We also know this from today’s gospel itself,

because some preachers use this gospel, 

to claim that destruction and persecution that Jesus said would come with the temple’s destruction are happening now. 

And that even though Jesus was speaking to people two thousand years ago, 

he was really speaking to us, at the beginning of the 21st Century.

This is strange, because we also know

That by the time the four Gospels were being written, 

the Romans already had destroyed the temple in 70 AD.

And believers in Jesus were already being persecuted for their faith.

Thus for the first Christians, Jesus’ words were not predictions, they were fact. 

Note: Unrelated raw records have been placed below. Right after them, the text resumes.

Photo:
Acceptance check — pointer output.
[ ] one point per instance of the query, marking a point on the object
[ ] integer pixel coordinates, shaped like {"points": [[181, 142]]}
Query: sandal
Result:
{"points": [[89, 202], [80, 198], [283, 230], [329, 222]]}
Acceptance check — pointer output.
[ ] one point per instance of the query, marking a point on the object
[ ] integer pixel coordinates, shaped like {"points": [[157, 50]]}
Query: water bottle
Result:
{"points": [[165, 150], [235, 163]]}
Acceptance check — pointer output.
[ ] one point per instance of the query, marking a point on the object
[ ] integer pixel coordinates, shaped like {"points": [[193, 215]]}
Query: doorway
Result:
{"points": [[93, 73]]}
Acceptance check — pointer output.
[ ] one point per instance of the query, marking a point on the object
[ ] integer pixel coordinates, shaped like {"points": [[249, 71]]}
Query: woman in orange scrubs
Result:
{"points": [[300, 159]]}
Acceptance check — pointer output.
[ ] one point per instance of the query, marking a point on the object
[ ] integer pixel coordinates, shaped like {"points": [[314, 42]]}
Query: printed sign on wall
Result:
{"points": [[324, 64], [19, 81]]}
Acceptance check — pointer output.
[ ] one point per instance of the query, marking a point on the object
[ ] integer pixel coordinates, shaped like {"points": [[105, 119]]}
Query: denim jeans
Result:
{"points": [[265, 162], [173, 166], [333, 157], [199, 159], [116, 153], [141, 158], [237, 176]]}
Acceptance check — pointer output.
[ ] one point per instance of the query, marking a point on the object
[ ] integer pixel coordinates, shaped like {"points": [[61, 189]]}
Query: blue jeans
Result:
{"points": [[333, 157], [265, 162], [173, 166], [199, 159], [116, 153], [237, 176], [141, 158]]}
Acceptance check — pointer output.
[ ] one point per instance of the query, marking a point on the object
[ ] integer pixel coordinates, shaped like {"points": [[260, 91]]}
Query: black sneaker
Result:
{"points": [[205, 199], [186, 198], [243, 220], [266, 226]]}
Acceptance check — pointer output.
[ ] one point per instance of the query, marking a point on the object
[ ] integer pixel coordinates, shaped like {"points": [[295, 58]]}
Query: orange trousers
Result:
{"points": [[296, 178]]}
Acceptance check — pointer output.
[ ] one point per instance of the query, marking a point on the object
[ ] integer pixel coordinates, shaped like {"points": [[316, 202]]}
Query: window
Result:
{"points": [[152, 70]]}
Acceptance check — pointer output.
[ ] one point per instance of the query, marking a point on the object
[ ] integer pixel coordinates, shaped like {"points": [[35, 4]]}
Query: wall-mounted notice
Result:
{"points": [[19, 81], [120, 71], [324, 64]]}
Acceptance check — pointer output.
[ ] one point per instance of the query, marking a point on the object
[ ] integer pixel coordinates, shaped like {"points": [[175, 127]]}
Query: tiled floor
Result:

They were spoken first and foremost to them; not to us.

Thus, to use Jesus’ words spoken in the past, as some would do, 

to frighten us in the present is a misuse of scripture. 

And yet, if we dismiss Jesus’ words 

As first century sermons having NO connection to us, as others would do, 

Then we abuse his words every bit as much as those preachers do 

When they take them as predictions for the next ten years.

Perhaps we should take a cue from Dragnet and stick to the facts. 

Listen to the words of Jesus himself, 

Whose only real prediction about the future would seem to be,

 If any thing, given what he says, more of the same. 

Temples are destroyed, so are world trade centers. 

Peace gives way to war, whether it is Judea against Rome in the first century, 

or just about every nation in the Mideast against just about every other one in the 21st.  

Good people inevitably suffer injustice, as Jesus did at his trial, 

as countless do in our country and throughout the world every day.

And what is more, if anything it seems to be getting worse.

And yet Jesus does not use his words to frighten; but to encourage. 

Again and again he tells his listeners that no matter how bad it gets, 

God will be with them, 

God will guide them, 

Even in death God will not let them go.

And that is a message as pertinent to us in the twenty first century as it was in the 1st.

Why? Because we often do not cling to things as meaningful as a temple.

Nowadays what passes for security 

might be as fragile as an elderly parent, 

or as unstable as a stock portfolio.

Our homes might be our castle, 

but tell people that when they get evicted.

The people who walk past our church every day, 

especially young people 

who have long since stopped even caring what goes on in here, 

believe that they will never grow old, never get sick, 

think that they have no need of family, community, commitment 

because their free, young lives will never change, 

And yet the fact is, 

it doesn’t take a rocket scientist to know that they will; they always do,

and when they do, 

while we might want to know what our future holds, 

to the point of believing anyone who claims to predict it, 

be it a political pundit, 

economic guru or apocalyptic preacher, 

so that we can shape our future and thus tell ourselves that we are in control.

The fact is that we cannot know what our future holds. 

All we can know is what Jesus actually did try to tell anyone who would listen that day at the temple. 

That God is in control.

And that is important. 

Because Jesus’ words reveal a world 

which refuses to recognize that fact 

and places its trust in anything and everything else.

That is the world where cities are attacked, seas rise, buildings destroyed, wars waged, homes lost, and people sicken and die for lack of health care.

They challenge us to consider a world 

in which people do place their trust in the one he calls Father.

And they invite us to work for that world 

Where our cities might be safe again, and communities rebuilt. 

Where peace is pursued, homes secured, and people are valued and cared for.

Will we succeed? Who knows! That is the future. And that is just the point. 

We don’t know what the future holds. 

But by listening to what Jesus actually says in the present

we know something thing far more important. 

We know who holds our future. 

And as often as we have let go of God, God it would seem, never lets us go.